🤖 AI Summary
This work addresses the limitations of existing linear models in time series forecasting, which struggle to effectively capture complex intra-channel temporal dependencies and inter-channel nonlinear correlations, particularly in modeling high-frequency components. To overcome these challenges, the authors propose ACFormer, a novel architecture that introduces the concept of “individual receptive fields” and establishes the equivalence between convolution and channel attention. ACFormer synergistically combines the efficiency of linear projections with the nonlinear representational power of convolution through a shared compression module, a gated attention mechanism, and independent block-wise expansion layers to jointly model multidimensional temporal patterns. Extensive experiments demonstrate that ACFormer significantly outperforms state-of-the-art methods across multiple benchmark datasets, achieving particularly strong performance on highly nonlinear and high-frequency time series forecasting tasks.
📝 Abstract
Time series forecasting (TSF) faces challenges in modeling complex intra-channel temporal dependencies and inter-channel correlations. Although recent research has highlighted the efficiency of linear architectures in capturing global trends, these models often struggle with non-linear signals. To address this gap, we conducted a systematic receptive field analysis of convolutional neural network (CNN) TSF models. We introduce the"individual receptive field"to uncover granular structural dependencies, revealing that convolutional layers act as feature extractors that mirror channel-wise attention while exhibiting superior robustness to non-linear fluctuations.
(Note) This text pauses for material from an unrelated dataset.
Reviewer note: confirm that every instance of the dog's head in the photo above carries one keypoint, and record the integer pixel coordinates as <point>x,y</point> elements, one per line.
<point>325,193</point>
Based on these insights, we propose ACFormer, an architecture designed to reconcile the efficiency of linear projections with the non-linear feature-extraction power of convolutions. ACFormer captures fine-grained information through a shared compression module, preserves temporal locality via gated attention, and reconstructs variable-specific temporal patterns using an independent patch expansion layer. Extensive experiments on multiple benchmark datasets demonstrate that ACFormer consistently achieves state-of-the-art performance, effectively mitigating the inherent drawbacks of linear models in capturing high-frequency components.